İLAÇ GİBİ GELDİ BU METRO
İSTANBUL Havaalanı’nın en büyük eksiği metroydu.
“Metrosuz havaalanı mı olur?” deniliyordu haklı olarak.
*
İşte bu büyük eksiklik giderildi. Kâğıthane’den İstanbul Havaalanı’na kadar metroya kavuştu İstanbul.
*
Artık, “Metrosuz havaalanı mı olur?” denemeyecek. Neyse... Geç oldu ama güç olmadı diyelim.
BİRİ BABACAN’A SÖYLESİN
DAVOS’u artık kimse ciddiye almıyor. En neoliberal tipler bile Davos’a “zenginler kulübü” diyerek dudak büküyor. “Davos man” falan diye kafa bulanlar bile var Davos’a koşturarak gidenlerle. Yıldızı söndü Davos’un. Ukrayna savaşı, ardından yaşanan enerji krizi bütün ezberleri bozdu. Rusya’ya ekonomik yaptırımlar, Çin’le ekonomik savaş falan... Küreselleşme neredeyse tersine döndü. “Küreselleşen ticaret ve karşılıklı bağımlılık, barış ve demokratikleşme getirir” diye bir tez vardı. Yıkıldı gitti bu tez de.
*
Biri Ali Babacan’a bunları anlatabilir mi acaba?
*
Çünkü kendileri “Bakın bakın... Beni Davos’a davet ettiler... Bakın bakın... Nasıl da Davos’tayım” falan diye hava basıp duruyorlar da.
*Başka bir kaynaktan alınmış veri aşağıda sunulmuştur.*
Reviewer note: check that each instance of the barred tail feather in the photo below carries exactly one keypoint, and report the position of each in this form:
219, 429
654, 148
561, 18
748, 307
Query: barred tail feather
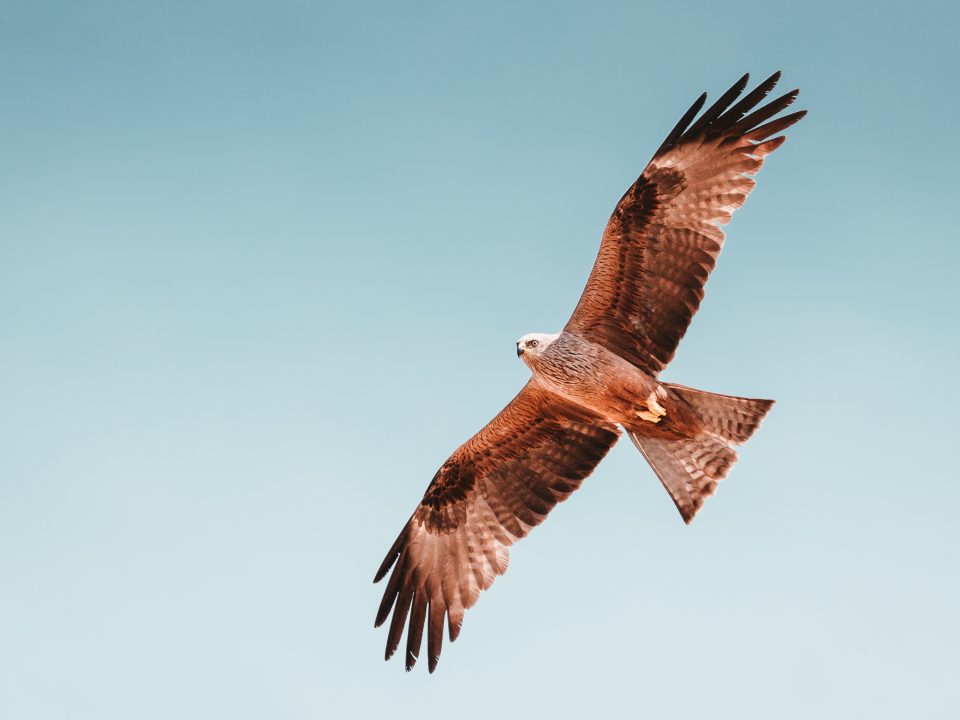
691, 467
AÇILIN, OKAN BURUK’U ÖVECEĞİM BİRAZ
SON 12 maçı da kazanarak tarihe geçmiş Okan Buruk.
Büyük bir başarı.
Mikrofonlar uzatılmış kendisine.
Şöyle demiş:
*
“Maçlar tek başına kazanılmıyor. Oyuncularımız harika iş çıkarıyorlar. Başarıyı birlikte yaşıyoruz.”
*
Okan Buruk’un bu yaklaşımı, teknik direktörlük paradigmasını değiştirecek türden bir yaklaşım.
Sanırım artık daha sakin, daha paylaşımcı, daha gürültüsüz, daha sansasyondan kaçınan teknik direktörlük anlayışına doğru gidiyoruz.
BİR SOSYALLEŞMEDEN ÖĞRENDİĞİM İKİ ŞEY
BİR: Tantuni, öyle kadim bir yemek değilmiş. 1980’lerde Mersin’de icat edilmiş. Mucidi kimdir, tam bilinmiyormuş. Biraz karambol varmış bu konuda. İlk tantuni, akciğerden yapılıyormuş. Ben de yüzyıllardır süren köklü bir gelenek sanıyordum tantuniyi. Hay Allah!
İKİ: Bergüzar Korel, bir şarkı albümü çıkarmış. Ardından da Gökçe Bahadır aynı yola girmiş. Fakat
genel dinleyici kitlesi, Bergüzar Korel’in albümünü “Olmuş, olmuş” diye selamlarken Gökçe Bahadır’ın albümünü “Olmamış, olmamış” diye karşılamış. Ve bütün bunlardan benim haberim olmamış. Hay Allah!